The debate around the sub-categorisation of the OBC has been a long hotbed. The OBC includes the backward and marginalised castes and communities which have not been included within SC and ST. OBCs have been generally identified on the basis of their occupation: cultivation of own land, tenant farming, agriculture labour, cultivation and selling of vegetables, fruits and flowers, cattle-rearing, washing of clothes, carpentry, blacksmith, oilseeds crushing, pottery, stone-cutting, etc. However, the idea of backwardness depending on occupation was never solely the ground to seek reservation for OBC, but their socio-economic data. The Bihar government, while revealing its caste-census data, decided to withhold the socio-economic data and experts argue that without the economic data, which would show how the various communities in the state have progressed or lagged behind, the caste numbers are useful just for politics.

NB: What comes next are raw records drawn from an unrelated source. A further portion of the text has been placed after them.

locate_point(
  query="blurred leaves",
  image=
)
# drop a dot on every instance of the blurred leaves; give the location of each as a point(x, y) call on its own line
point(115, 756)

In 2011, the Congress-led UPA 2.0 government conducted a socio-economic caste census exercise, the data for which was never revealed. While Congress raises the push for a nationwide caste census, during a rally in Bilaspur, Chhattisgarh, last month, Rahul Gandhi said, “Congress had conducted caste census in 2011. It has data of people of every caste, but Modi ji does not show that data to the people. This is one issue I spoke of before too. Only 3 out of 90 secretaries in the government of India are OBCs. The caste census will be an x-ray of India. With it, we will be able to find how many people belong to SC, ST, Dalit, and general categories," according to a report by Indian Express.
Marginalisation within OBCs has pressed the issue of subcategorisation, as it has been long debated that only the ‘upper caste’ among the 2,600 OBC communities in the central list has a significant representation in the 27 per cent quota of Central jobs that came with the implementation of the Mandal Commission recommendations more than 30 years ago. No sub-categorisation was made within this reservation.